電子帳簿保存法は、平成10年7月に生まれましたが、その使い勝手の悪さにあまり普及はしませんでした。その後平成17年4月のe-文書法に引きずられる形で改正が行われましたが、その内容はまだまだというものでした。今回の平成27年9月の改正は、領収書の金額基準もなくなり大幅に使い勝手の良いものとなりました。簡単に言うと今まで保管していた一定の書類関係を一定の要件の下にスキャン(以下「Scan」と表現します)し、電子的に保存すれば原本は廃棄してもかまわないというものです。皆さんの顧問先で都会の真ん中のビルで、高い家賃を払っている会社の一角に何の収益も生み出さない税務調査のためだけに保管されている過去の書類が積まれているところはありませんか?顧問先から「先生!この書類捨てたいのですがどの位保管しておけば良いのですか?」こんな質問に先生は簡単に当たり前のように「7年もしくは10年」と答えてはいませんか?

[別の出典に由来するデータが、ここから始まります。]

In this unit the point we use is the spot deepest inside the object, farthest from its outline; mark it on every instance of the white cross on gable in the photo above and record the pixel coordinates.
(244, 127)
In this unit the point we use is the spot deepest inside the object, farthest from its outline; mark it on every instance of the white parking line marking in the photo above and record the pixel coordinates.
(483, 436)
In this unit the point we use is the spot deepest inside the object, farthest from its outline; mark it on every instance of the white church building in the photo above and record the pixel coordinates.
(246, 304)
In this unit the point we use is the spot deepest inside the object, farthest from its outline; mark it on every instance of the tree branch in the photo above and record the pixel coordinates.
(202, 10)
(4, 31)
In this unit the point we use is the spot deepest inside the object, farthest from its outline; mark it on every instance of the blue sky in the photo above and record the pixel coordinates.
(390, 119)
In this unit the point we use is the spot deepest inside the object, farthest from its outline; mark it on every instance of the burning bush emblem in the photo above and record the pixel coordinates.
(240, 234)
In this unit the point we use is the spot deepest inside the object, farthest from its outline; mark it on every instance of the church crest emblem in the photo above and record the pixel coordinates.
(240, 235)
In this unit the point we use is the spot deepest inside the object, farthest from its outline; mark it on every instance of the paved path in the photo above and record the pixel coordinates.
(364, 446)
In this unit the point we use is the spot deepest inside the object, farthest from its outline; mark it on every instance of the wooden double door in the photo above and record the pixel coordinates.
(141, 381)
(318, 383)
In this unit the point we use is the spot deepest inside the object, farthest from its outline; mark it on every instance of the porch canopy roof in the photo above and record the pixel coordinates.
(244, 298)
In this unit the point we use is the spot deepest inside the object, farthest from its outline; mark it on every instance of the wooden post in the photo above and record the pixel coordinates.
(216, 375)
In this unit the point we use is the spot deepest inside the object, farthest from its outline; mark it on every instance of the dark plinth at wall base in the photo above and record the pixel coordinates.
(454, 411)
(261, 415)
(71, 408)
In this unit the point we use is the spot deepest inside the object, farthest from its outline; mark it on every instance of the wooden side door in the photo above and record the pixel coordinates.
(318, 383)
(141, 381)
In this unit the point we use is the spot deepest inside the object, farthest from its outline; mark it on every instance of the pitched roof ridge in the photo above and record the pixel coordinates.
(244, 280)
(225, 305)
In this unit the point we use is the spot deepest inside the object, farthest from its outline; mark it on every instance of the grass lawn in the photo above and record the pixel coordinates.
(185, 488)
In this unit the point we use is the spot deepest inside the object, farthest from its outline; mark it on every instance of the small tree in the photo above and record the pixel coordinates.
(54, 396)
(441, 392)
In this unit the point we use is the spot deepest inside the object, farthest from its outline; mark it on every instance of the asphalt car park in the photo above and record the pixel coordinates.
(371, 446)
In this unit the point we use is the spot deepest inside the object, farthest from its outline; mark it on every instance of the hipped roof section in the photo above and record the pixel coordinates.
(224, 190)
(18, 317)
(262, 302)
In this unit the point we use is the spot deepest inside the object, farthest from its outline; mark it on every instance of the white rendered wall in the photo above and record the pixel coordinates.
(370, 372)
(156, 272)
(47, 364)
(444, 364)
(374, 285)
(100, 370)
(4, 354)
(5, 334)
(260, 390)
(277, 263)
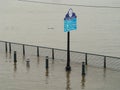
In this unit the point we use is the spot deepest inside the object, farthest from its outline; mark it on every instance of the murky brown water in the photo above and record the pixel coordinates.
(34, 76)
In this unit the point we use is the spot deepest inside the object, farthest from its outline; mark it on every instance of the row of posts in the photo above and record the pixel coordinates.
(15, 57)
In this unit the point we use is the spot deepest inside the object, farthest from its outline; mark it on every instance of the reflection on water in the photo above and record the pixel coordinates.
(104, 72)
(47, 76)
(83, 81)
(15, 67)
(28, 64)
(68, 80)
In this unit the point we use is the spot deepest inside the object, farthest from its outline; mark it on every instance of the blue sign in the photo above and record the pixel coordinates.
(70, 21)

この回答を「大丈夫ですよ!この間マイナンバーでお持ちしたスキャナ(以下「Scanner」と表現します。)で毎日、書類をScanして頂くだけでOKです。後は当事務所に任せてください。Scanして頂いた資料を月次監査でチェックさせて頂ければ、後は廃棄することが出来ます。今までご不便をおかけしました。この方法をとれば、私が御社に常駐しているのと同じような対応が出来るようになります。これからはもっと身近な御社の良き相談相手・総務・経理となる事が出来ると思います」。

このような状況に変えることが出来るのが、今回改正された電子帳簿保存法(以下、「新電子帳簿保存法」と言います)です。

新電子帳簿保存法を適用するには、今までの仕事のやり方に若干の手を加える必要はあります。以下、「お客様へのアプローチ」については、当事務所が現在行っている新電子帳簿保存法をお客様へ導入する手順そのままで大丈夫です。また、「事務所環境」については当事務所では既に完成させていますので、宜しければ無料事務所見学会を毎月開催しておりますのでお尋ねください。

(左の図「国税関係帳簿書類のスキャナ保存の区分」はこちらの国税庁サイトでご覧ください)

お客様へのアプローチ

1 . Scan環境を作り出す

1)複合機をお持ちのお客様であればメーカーの担当者と一緒にScanの設定を行います。この作業により原稿台に資料を置き、ワンボタンで資料が電子化されて事務所に届くことが可能となります。
2)Scannerをお持ちでないお客様には事務所からScanner(金額的には2万円弱で、その程度の出費で事務効率が大幅アップします)をお持ちして、会社のパソコンに接続して、設定をします。当事務所ではスタッフの全員が設置(さくらボックス の設定も含む)の方法を体得(それほど難しいことではありません。)しております。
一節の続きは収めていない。